# BELLAKHAL Mohamed KMEANS DEMO

In [1]:
import findspark
findspark.init()
findspark.find()
import pyspark
findspark.find()

'C:\\spark-2.4.7-bin-hadoop2.7'

In [2]:
from pyspark.mllib.clustering import KMeans
from numpy import array, random
from math import sqrt
from pyspark import SparkConf, SparkContext
from sklearn.preprocessing import scale

In [17]:
K = 5

In [9]:
# Boilerplate Spark stuff:
conf = SparkConf().setMaster("local").setAppName("SparkKMeans")
sc = SparkContext(conf = conf)
sc

In [10]:
#Create fake income/age clusters for N people in k clusters
def createClusteredData(N, k):
    random.seed(10)
    pointsPerCluster = float(N)/k
    X = []
    for i in range (k):
        incomeCentroid = random.uniform(20000.0, 200000.0)
        ageCentroid = random.uniform(20.0, 70.0)
        for j in range(int(pointsPerCluster)):
            X.append([random.normal(incomeCentroid, 10000.0), random.normal(ageCentroid, 2.0)])
    X = array(X)
    return X


In [18]:
# Load the data; note I am normalizing it with scale() - very important!
#scale: standardize the date along axis
data = sc.parallelize(scale(createClusteredData(100, K)))

In [19]:
# Build the model (cluster the data)
clusters = KMeans.train(data, K, maxIterations=10,
        runs=10, initializationMode="random")



In [20]:
# Print out the cluster assignments
resultRDD = data.map(lambda point: clusters.predict(point)).cache()

print("Counts by value:")
counts = resultRDD.countByValue()
print(counts)

print("Cluster assignments:")
results = resultRDD.collect()
print(results)


Counts by value:
defaultdict(<class 'int'>, {0: 14, 1: 6, 2: 40, 4: 19, 3: 21})
Cluster assignments:
[0, 1, 0, 0, 0, 0, 1, 0, 1, 0, 1, 0, 0, 0, 1, 1, 0, 0, 0, 0, 2, 2, 2, 2, 2, 2, 2, 2, 2, 2, 2, 2, 2, 2, 2, 2, 2, 2, 2, 2, 4, 4, 4, 4, 4, 4, 4, 4, 4, 4, 4, 4, 4, 4, 4, 4, 4, 4, 4, 3, 2, 2, 2, 2, 2, 2, 2, 2, 2, 2, 2, 2, 2, 2, 2, 2, 2, 2, 2, 2, 3, 3, 3, 3, 3, 3, 3, 3, 3, 3, 3, 3, 3, 3, 3, 3, 3, 3, 3, 3]


In [21]:
# Evaluate clustering by computing Within Set Sum of Squared Errors
def error(point):
    center = clusters.centers[clusters.predict(point)]
    return sqrt(sum([x**2 for x in (point - center)]))

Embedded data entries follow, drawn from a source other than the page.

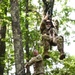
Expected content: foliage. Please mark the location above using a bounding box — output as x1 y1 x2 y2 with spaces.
0 0 75 75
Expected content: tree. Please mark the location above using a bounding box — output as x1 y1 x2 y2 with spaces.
10 0 24 75
0 3 7 75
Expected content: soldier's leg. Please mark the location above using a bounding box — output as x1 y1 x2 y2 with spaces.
56 36 65 60
43 40 50 58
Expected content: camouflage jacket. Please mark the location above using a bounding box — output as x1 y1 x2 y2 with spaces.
27 54 44 75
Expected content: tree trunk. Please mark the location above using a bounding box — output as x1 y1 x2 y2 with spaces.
25 0 31 75
0 25 6 75
10 0 24 75
42 0 54 18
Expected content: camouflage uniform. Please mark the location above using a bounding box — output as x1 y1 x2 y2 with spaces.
27 54 44 75
40 21 65 60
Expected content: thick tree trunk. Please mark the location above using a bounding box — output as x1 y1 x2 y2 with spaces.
42 0 54 18
10 0 24 75
0 25 6 75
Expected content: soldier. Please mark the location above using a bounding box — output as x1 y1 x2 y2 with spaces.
25 50 44 75
40 15 65 60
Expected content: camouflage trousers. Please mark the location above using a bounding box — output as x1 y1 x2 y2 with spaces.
42 35 64 59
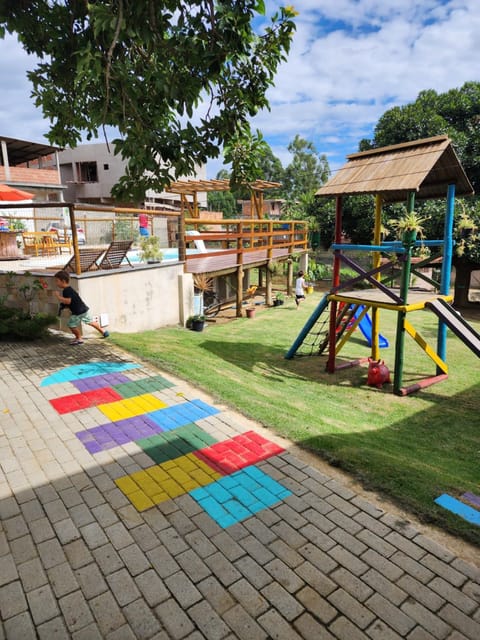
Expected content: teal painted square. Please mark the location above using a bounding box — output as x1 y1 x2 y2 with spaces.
189 466 292 529
434 493 480 527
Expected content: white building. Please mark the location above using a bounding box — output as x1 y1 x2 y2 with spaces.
53 142 207 210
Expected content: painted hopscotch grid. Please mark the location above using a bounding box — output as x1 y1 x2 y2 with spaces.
40 362 140 387
45 363 291 528
49 387 122 415
75 396 219 453
115 453 220 511
71 373 130 395
115 426 291 528
137 423 217 464
190 466 292 529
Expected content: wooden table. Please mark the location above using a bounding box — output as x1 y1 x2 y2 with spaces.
0 231 23 260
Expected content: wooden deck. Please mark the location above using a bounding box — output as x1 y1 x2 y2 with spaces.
185 248 305 276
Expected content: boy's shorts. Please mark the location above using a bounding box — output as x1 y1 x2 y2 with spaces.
67 311 93 329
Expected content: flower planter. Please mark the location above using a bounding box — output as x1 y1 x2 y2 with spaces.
402 229 417 248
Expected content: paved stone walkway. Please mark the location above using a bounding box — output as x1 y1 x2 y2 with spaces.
0 338 480 640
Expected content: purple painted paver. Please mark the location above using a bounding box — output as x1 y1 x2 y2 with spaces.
72 373 131 391
75 415 162 453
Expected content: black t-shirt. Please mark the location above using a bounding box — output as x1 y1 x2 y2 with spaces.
62 286 88 316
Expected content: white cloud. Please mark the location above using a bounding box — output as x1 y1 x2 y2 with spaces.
0 0 480 177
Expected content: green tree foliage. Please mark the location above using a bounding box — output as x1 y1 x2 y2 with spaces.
283 134 330 201
360 82 480 306
0 0 296 199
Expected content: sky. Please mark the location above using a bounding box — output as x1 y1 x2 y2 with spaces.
0 0 480 178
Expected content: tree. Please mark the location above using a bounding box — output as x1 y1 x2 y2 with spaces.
207 169 239 218
360 82 480 306
283 134 330 201
0 0 296 199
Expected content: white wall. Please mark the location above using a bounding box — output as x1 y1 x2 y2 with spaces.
64 263 193 335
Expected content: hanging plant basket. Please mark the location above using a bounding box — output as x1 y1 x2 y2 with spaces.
402 229 417 248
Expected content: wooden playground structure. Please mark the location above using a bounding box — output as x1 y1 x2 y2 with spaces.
285 136 480 396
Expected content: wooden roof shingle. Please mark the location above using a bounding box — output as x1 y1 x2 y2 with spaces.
316 136 474 202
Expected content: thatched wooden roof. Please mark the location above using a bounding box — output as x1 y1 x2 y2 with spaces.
316 136 473 202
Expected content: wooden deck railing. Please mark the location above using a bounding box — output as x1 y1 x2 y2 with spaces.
179 218 308 264
0 202 308 273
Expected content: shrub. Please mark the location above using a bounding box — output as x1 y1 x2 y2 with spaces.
0 305 56 340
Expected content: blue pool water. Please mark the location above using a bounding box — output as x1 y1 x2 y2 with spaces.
127 247 191 263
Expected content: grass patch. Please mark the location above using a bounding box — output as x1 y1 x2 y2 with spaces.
113 293 480 546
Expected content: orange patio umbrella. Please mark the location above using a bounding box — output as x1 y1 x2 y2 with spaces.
0 184 33 202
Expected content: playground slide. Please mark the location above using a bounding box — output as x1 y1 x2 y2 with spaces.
425 299 480 358
285 294 328 360
354 305 388 349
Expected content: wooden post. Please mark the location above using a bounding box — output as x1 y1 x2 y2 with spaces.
393 192 415 395
327 196 342 373
265 262 273 307
287 260 293 296
68 204 82 276
236 265 243 318
437 184 455 368
372 193 382 360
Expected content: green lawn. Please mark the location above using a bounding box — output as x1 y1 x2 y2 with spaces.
113 293 480 546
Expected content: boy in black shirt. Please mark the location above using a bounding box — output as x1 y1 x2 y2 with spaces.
54 271 110 345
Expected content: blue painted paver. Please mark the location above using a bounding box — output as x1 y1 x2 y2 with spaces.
435 493 480 527
190 466 292 529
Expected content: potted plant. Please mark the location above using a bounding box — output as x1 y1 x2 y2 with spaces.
140 236 163 264
390 211 427 247
273 291 285 307
245 284 258 318
457 213 476 240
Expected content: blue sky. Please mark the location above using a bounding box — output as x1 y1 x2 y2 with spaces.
0 0 480 178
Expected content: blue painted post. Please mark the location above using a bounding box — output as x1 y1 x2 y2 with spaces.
437 184 455 368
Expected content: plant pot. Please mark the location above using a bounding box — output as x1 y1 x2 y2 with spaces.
192 320 205 331
402 229 417 247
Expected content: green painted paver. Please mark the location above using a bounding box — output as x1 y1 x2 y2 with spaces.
114 376 174 398
137 422 218 464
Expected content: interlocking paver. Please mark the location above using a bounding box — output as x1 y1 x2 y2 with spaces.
0 338 480 640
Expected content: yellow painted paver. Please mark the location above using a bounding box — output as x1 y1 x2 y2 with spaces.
98 393 167 422
115 453 222 511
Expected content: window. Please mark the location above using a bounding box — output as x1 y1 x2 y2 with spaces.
77 162 98 182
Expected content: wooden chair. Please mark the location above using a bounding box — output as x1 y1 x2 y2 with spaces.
63 247 106 273
98 240 133 269
22 231 45 256
41 231 62 256
22 231 62 256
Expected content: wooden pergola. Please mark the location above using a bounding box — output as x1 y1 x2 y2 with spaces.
167 180 280 220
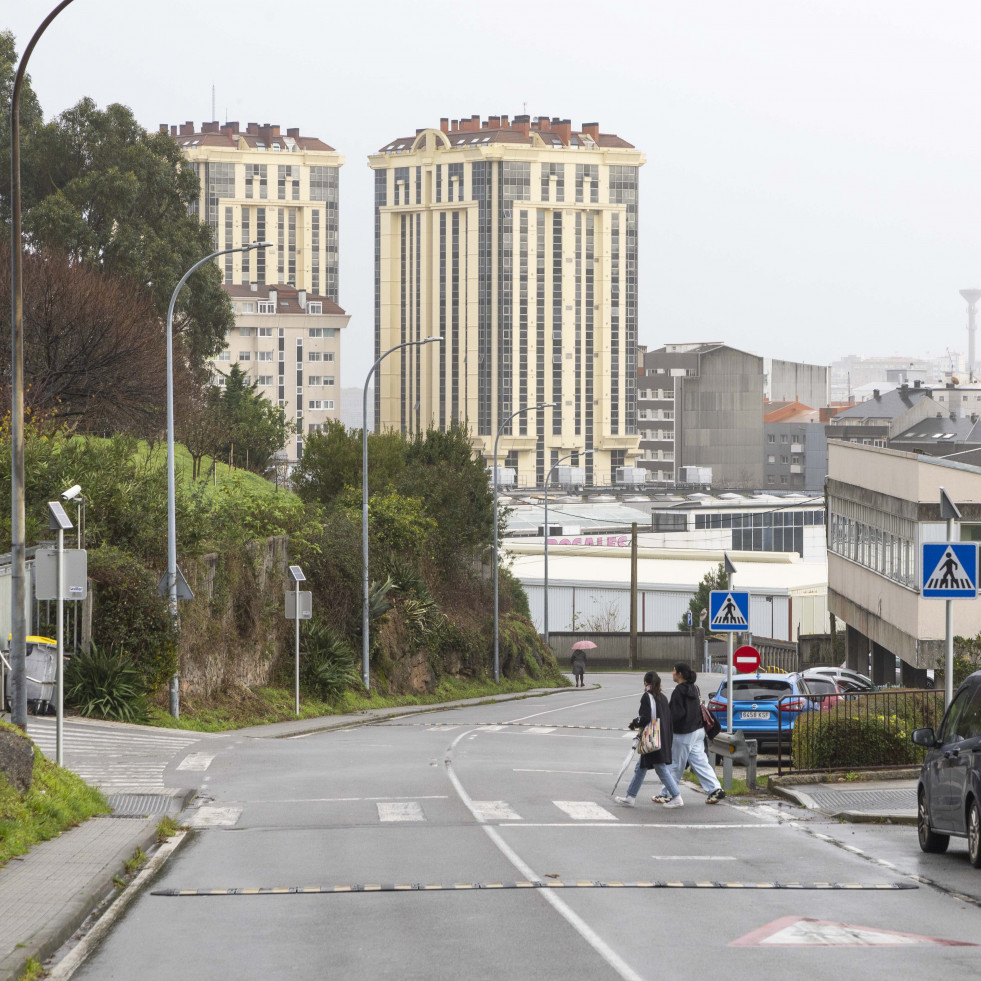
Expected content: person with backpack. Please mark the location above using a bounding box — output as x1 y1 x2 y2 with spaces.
651 662 726 805
613 671 685 807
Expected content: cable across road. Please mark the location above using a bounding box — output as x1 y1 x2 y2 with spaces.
150 879 919 898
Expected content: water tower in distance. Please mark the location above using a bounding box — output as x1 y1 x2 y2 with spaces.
961 290 981 383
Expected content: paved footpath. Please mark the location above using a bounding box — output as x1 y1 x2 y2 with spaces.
0 685 916 981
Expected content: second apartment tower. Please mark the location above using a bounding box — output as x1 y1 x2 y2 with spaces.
369 116 644 486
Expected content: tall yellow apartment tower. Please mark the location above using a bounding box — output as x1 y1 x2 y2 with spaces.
167 122 350 461
368 116 644 487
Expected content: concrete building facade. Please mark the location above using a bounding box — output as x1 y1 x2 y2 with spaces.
638 342 764 490
369 116 644 486
828 440 981 686
160 122 350 461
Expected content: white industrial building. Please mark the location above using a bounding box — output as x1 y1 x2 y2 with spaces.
510 539 829 641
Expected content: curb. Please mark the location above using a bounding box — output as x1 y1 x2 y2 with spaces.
0 789 197 981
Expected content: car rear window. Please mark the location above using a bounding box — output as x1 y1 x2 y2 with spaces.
719 678 794 702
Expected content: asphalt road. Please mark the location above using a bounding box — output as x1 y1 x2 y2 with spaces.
65 675 981 981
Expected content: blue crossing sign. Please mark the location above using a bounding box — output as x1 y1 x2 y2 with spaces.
709 589 749 631
920 542 978 599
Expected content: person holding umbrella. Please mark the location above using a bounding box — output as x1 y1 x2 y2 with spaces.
571 640 596 688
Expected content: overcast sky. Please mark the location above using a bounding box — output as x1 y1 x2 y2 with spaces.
7 0 981 388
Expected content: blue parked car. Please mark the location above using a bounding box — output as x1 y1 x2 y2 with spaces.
708 671 821 750
912 671 981 869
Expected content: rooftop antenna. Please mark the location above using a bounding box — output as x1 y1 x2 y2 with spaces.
961 290 981 383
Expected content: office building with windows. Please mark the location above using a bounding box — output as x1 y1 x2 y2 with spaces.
167 122 350 460
369 116 644 487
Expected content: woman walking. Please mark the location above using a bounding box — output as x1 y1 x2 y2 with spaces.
651 662 726 804
614 671 685 807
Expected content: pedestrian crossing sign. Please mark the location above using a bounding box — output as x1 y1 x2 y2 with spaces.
920 542 978 599
709 589 749 631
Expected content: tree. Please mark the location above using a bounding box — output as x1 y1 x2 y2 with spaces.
207 362 296 473
0 242 175 436
0 46 234 365
678 562 726 630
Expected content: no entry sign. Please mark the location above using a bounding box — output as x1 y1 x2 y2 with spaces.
732 644 760 674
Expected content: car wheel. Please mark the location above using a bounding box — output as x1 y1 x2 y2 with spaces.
967 800 981 869
916 788 944 855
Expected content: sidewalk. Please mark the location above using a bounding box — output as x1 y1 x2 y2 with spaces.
0 685 580 981
769 769 919 825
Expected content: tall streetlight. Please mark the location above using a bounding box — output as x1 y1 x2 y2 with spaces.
10 0 79 729
542 450 593 647
361 337 443 691
491 402 560 682
167 242 272 719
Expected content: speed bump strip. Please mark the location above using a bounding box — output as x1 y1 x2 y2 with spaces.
150 879 919 897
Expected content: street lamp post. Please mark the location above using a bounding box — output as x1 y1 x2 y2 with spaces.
10 0 78 729
542 450 593 647
167 242 272 719
491 402 559 682
361 337 443 691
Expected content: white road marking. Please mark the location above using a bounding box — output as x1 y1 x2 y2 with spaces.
473 800 521 821
651 855 736 862
184 805 242 828
552 800 617 821
375 800 426 821
446 735 643 981
511 766 613 777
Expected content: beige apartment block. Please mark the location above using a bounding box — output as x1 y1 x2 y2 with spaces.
220 284 351 462
368 116 644 487
160 122 350 461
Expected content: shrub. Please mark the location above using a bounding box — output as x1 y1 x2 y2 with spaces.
300 620 361 701
65 644 146 722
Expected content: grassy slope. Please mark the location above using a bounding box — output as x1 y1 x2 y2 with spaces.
0 722 109 866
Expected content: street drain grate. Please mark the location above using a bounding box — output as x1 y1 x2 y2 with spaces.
106 794 178 817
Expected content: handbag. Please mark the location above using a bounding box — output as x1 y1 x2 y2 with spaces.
698 702 722 739
637 692 661 756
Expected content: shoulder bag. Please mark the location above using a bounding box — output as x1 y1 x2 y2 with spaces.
637 692 661 756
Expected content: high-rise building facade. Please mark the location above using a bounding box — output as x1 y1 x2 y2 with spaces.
369 116 644 486
160 122 350 459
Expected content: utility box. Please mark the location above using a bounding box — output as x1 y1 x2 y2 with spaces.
555 467 586 492
487 467 518 487
617 467 647 487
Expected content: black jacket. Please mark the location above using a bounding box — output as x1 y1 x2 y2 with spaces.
671 681 702 733
630 691 673 770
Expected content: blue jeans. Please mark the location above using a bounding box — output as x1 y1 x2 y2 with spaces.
627 756 680 797
659 729 720 794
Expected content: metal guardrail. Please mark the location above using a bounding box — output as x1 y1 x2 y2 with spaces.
777 688 944 774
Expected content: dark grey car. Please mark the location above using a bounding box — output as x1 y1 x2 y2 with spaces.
912 671 981 869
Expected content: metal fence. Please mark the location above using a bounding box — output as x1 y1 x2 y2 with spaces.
777 688 944 774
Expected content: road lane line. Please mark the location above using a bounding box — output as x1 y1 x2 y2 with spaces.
446 728 643 981
375 800 426 821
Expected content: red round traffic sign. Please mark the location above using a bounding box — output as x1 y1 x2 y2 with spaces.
732 644 760 674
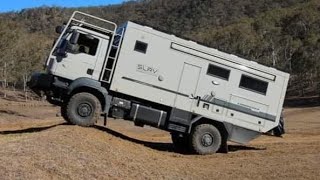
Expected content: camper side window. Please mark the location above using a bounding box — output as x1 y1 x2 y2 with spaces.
134 41 148 54
207 64 230 81
239 75 268 95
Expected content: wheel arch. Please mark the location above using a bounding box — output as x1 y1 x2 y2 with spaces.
67 78 111 112
188 116 229 140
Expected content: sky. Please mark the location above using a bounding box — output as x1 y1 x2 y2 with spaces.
0 0 124 12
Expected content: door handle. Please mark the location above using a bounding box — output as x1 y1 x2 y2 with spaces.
87 68 93 75
212 81 220 86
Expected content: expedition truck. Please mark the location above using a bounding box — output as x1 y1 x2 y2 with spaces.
29 11 289 154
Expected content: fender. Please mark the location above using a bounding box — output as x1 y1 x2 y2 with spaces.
67 77 112 113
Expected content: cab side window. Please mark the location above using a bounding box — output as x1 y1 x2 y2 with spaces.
77 33 99 56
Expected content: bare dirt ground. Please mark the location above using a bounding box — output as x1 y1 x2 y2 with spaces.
0 95 320 179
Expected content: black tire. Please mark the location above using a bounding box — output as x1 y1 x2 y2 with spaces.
171 133 189 152
66 92 101 127
190 124 222 155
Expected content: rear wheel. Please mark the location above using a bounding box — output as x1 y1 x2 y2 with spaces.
191 124 222 154
67 92 101 126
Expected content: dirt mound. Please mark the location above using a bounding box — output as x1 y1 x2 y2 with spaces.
0 99 320 179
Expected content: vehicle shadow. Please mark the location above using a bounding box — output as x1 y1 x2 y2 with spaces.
0 123 67 135
94 126 266 155
94 126 176 152
0 122 266 155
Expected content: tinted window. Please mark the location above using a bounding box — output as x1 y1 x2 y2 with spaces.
239 75 268 95
134 41 148 53
76 33 99 56
207 64 230 80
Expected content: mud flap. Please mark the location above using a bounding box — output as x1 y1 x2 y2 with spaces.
271 117 285 137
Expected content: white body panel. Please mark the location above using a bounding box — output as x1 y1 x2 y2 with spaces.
110 22 289 132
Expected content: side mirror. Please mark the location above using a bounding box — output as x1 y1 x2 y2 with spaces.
56 25 66 34
69 30 80 44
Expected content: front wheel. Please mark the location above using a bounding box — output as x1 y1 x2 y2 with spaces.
66 92 101 126
191 124 222 154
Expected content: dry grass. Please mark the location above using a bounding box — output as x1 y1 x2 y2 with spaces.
0 100 320 179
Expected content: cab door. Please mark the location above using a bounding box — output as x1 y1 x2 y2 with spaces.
54 31 108 80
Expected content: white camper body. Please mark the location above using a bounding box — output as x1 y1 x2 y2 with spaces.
29 12 289 154
110 22 289 142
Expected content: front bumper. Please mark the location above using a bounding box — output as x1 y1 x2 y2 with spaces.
27 73 53 96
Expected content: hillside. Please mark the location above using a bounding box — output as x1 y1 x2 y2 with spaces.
0 0 320 97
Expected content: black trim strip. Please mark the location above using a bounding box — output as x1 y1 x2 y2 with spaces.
122 77 276 122
122 77 188 97
170 42 276 81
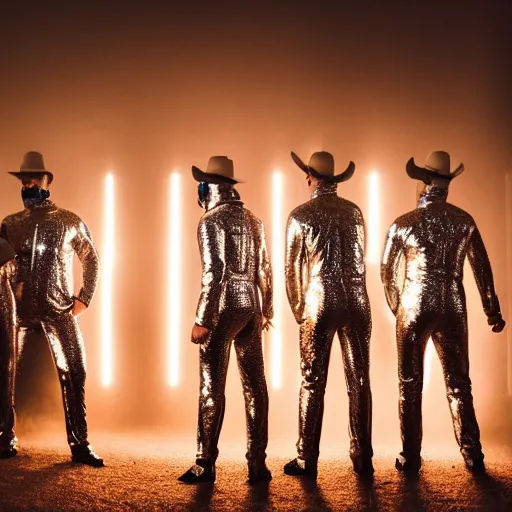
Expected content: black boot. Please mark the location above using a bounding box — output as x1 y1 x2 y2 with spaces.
71 444 105 468
464 455 485 473
395 453 421 473
0 437 18 459
284 457 318 478
248 459 272 484
352 457 375 477
178 459 215 484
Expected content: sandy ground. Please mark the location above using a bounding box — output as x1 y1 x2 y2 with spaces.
0 434 512 511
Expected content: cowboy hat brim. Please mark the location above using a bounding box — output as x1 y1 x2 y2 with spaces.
192 165 243 185
7 170 53 184
405 157 464 185
291 151 356 183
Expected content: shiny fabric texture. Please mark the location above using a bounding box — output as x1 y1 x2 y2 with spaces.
0 260 17 452
1 201 99 446
381 185 500 460
285 181 373 461
196 184 273 463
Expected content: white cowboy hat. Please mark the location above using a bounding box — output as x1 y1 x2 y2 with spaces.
192 156 242 185
405 151 464 185
291 151 356 183
9 151 53 184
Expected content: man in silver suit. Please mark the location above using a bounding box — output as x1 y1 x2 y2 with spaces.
0 151 103 467
381 151 505 472
284 151 373 478
179 156 273 483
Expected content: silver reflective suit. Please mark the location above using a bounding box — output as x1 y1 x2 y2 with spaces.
381 185 500 460
196 184 273 463
1 200 99 446
0 237 17 453
285 181 373 461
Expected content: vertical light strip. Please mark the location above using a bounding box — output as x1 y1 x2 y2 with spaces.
367 171 381 264
505 173 512 396
271 170 285 389
423 338 435 389
166 172 182 387
101 173 114 387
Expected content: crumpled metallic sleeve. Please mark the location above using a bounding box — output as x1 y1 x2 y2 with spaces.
71 221 100 306
258 222 274 320
285 215 307 324
380 224 403 314
196 214 226 329
467 226 500 317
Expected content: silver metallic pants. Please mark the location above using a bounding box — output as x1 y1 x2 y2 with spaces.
0 300 16 450
15 313 89 446
197 311 268 462
397 313 483 459
297 312 373 460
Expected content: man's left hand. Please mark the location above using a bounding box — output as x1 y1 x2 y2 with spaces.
191 324 210 345
71 299 87 316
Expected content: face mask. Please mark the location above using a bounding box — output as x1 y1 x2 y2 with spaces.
21 187 50 208
197 182 209 209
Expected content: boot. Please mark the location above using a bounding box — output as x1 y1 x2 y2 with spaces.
463 455 485 473
0 437 18 459
71 444 105 468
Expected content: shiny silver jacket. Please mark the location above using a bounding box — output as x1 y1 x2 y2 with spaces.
285 182 369 323
381 187 500 323
0 200 99 320
196 185 274 328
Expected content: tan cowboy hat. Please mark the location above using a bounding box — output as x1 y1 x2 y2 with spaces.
405 151 464 185
291 151 356 183
192 156 242 185
9 151 53 184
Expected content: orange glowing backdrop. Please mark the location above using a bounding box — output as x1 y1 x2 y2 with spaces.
0 3 512 447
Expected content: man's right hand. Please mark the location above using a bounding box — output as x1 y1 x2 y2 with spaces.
261 317 274 331
190 324 210 345
487 313 506 333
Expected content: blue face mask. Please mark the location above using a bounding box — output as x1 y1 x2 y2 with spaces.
21 187 50 208
197 182 210 209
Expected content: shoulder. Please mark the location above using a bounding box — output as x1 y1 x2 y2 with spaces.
338 197 363 219
393 209 419 227
2 210 23 225
446 203 475 224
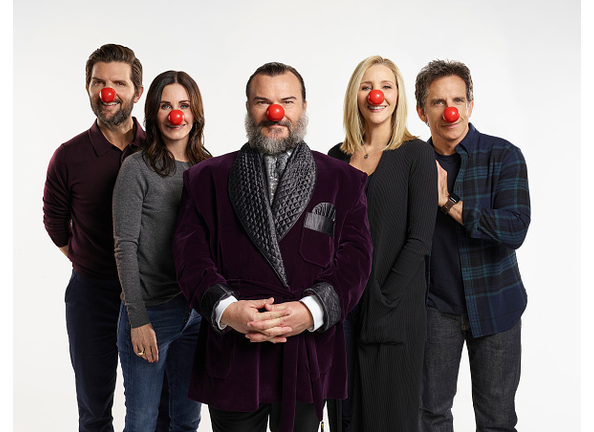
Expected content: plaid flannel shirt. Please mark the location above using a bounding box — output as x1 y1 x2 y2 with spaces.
428 124 530 337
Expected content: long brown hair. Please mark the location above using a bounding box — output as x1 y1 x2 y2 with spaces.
142 71 212 177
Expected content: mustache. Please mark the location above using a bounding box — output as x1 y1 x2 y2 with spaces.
256 119 292 129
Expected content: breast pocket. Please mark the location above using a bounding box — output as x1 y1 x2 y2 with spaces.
299 203 336 267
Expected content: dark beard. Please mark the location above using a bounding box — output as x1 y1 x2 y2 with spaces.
91 98 134 126
245 113 307 155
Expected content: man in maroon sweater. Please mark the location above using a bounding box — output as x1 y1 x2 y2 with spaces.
43 44 145 432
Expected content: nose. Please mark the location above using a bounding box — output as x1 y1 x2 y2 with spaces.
266 104 285 121
99 87 115 103
367 90 386 105
167 110 184 126
442 107 460 123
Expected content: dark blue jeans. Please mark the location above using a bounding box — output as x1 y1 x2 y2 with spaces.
419 308 521 432
118 293 201 432
65 270 122 432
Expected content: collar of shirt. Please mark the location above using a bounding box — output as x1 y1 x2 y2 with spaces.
89 117 145 156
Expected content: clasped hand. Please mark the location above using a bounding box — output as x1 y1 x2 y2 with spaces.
221 297 313 343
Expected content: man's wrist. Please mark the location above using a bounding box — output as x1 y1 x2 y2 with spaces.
439 193 460 214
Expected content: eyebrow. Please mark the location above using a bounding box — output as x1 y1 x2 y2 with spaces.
254 96 297 102
361 80 396 85
159 99 190 104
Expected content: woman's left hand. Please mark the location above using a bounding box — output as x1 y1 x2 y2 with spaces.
131 323 159 363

WSSSE = data.map(lambda point: error(point)).reduce(lambda x, y: x + y)
print("Within Set Sum of Squared Error = " + str(WSSSE))


Within Set Sum of Squared Error = 33.286343946178945


### What happens to WSSSE as you increase or decrease K? Why? 


In [23]:
# let's try decreasing k 
K = 2
data = sc.parallelize(scale(createClusteredData(100, K)))
clusters = KMeans.train(data, K, maxIterations=10,
        runs=10, initializationMode="random")
resultRDD = data.map(lambda point: clusters.predict(point)).cache()

print("Counts by value:")
counts = resultRDD.countByValue()
print(counts)

print("Cluster assignments:")
results = resultRDD.collect()
print(results)
WSSSE = data.map(lambda point: error(point)).reduce(lambda x, y: x + y)
print("Within Set Sum of Squared Error = " + str(WSSSE))



Counts by value:
defaultdict(<class 'int'>, {1: 50, 0: 50})
Cluster assignments:
[1, 1, 1, 1, 1, 1, 1, 1, 1, 1, 1, 1, 1, 1, 1, 1, 1, 1, 1, 1, 1, 1, 1, 1, 1, 1, 1, 1, 1, 1, 1, 1, 1, 1, 1, 1, 1, 1, 1, 1, 1, 1, 1, 1, 1, 1, 1, 1, 1, 1, 0, 0, 0, 0, 0, 0, 0, 0, 0, 0, 0, 0, 0, 0, 0, 0, 0, 0, 0, 0, 0, 0, 0, 0, 0, 0, 0, 0, 0, 0, 0, 0, 0, 0, 0, 0, 0, 0, 0, 0, 0, 0, 0, 0, 0, 0, 0, 0, 0, 0]
Within Set Sum of Squared Error = 23.79538138211942


In [24]:
# let's try increasing k 
K = 6
data = sc.parallelize(scale(createClusteredData(100, K)))
clusters = KMeans.train(data, K, maxIterations=10,
        runs=10, initializationMode="random")
resultRDD = data.map(lambda point: clusters.predict(point)).cache()

print("Counts by value:")
counts = resultRDD.countByValue()
print(counts)

print("Cluster assignments:")
results = resultRDD.collect()
print(results)
WSSSE = data.map(lambda point: error(point)).reduce(lambda x, y: x + y)
print("Within Set Sum of Squared Error = " + str(WSSSE))



Counts by value:
defaultdict(<class 'int'>, {5: 12, 4: 9, 0: 11, 3: 16, 2: 32, 1: 16})
Cluster assignments:
[5, 4, 5, 5, 5, 5, 4, 5, 4, 5, 4, 0, 5, 5, 5, 5, 3, 3, 3, 3, 3, 3, 3, 3, 3, 3, 3, 3, 3, 3, 3, 3, 2, 2, 2, 2, 2, 2, 2, 2, 2, 2, 2, 2, 2, 2, 2, 2, 1, 1, 1, 1, 1, 1, 1, 1, 1, 1, 1, 1, 1, 1, 1, 1, 4, 0, 0, 4, 4, 0, 4, 0, 0, 0, 0, 0, 5, 0, 0, 4, 2, 2, 2, 2, 2, 2, 2, 2, 2, 2, 2, 2, 2, 2, 2, 2]
Within Set Sum of Squared Error = 20.684159154887354


### Observation : 


Different local optimas for the same value of K ==> k-means is non-deterministic with respect to the initial cluster.
Variation of WSSSE based on the values of K ==> the variation can be rather positive or negative if we increase the K values. 
==> In order to find the perfect value for K we need to compute a lot of different K values, plot the WSSSE curve and find the optimal value. 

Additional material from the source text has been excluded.